In risposta alle critiche mosse durante il processo di consultazione, il Consiglio federale ha abbandonato la proposta di consentire la sorveglianza di persone con il segreto professionale come terzi, sotto determinate restrizioni, come avvocati o medici e i loro assistenti.
Chiarimento dei cavi chiarimento e rafforzamento della supervisione indipendente
Lo scopo della ricognizione dei cavi è quello di monitorare il traffico di dati transfrontaliero al fine di individuare eventi all'estero significativi per la politica di sicurezza. Si chiarisce che non solo i cittadini svizzeri, ma anche tutti i residenti in Svizzera sono esenti dalla ricognizione via cavo. Ciò è già in linea con la prassi attuale. Inoltre, il termine per la proroga degli ordini di ricognizione sarà esteso a sei mesi, il che tiene conto della natura strategica di questa misura di approvvigionamento e solleva il Tribunale amministrativo federale.

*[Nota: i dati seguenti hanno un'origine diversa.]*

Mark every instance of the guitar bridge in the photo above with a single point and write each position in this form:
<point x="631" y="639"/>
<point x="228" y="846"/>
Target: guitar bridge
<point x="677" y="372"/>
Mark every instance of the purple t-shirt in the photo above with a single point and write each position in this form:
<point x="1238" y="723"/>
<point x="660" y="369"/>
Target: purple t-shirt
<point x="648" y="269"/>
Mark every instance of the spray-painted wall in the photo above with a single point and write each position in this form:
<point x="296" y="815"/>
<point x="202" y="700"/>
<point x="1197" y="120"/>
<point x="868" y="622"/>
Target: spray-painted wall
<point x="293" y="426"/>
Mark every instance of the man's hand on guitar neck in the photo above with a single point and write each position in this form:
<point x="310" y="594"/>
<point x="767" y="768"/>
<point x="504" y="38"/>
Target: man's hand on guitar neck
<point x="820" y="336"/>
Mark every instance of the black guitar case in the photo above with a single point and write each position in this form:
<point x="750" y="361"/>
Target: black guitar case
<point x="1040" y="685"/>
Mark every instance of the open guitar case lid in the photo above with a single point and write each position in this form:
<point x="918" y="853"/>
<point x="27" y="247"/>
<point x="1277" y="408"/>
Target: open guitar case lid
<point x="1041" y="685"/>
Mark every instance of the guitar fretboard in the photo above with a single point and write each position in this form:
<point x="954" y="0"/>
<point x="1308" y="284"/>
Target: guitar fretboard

In cambio, la supervisione indipendente sarà rafforzata, in particolare nel settore della ricognizione via radio e via cavo. I compiti della precedente autorità di vigilanza a tempo parziale per la ricognizione via radio e via cavo (UKI) saranno assunti dall'autorità di vigilanza indipendente a tempo pieno per le attività di intelligence (AB-ND). In questo modo le competenze di supervisione saranno riunite in un'unica autorità. All'AB-ND saranno inoltre attribuite competenze più ampie: Potrà collaborare con le autorità di vigilanza straniere, informare direttamente le autorità cantonali delle sue raccomandazioni e richiedere direttamente al Parlamento il suo budget.
Riorganizzazione completa del trattamento dei dati e adeguamento della protezione dei dati.
Il trattamento dei dati del FIS sarà regolato in modo tecnologicamente neutro e completo e adattato alla legge sulla protezione dei dati, che entrerà in vigore nel 2023. Allo stesso tempo, il diritto all'informazione sarà semplificato e adattato alla nuova legge sulla protezione dei dati. Inoltre, sarà introdotto un rimedio legale, non previsto dall'attuale legge sui servizi di intelligence, che darà diritto alla persona che richiede informazioni di far rivedere al Tribunale amministrativo federale il trattamento dei dati che la riguardano e il rinvio delle informazioni basato sulla legge sui servizi di intelligence.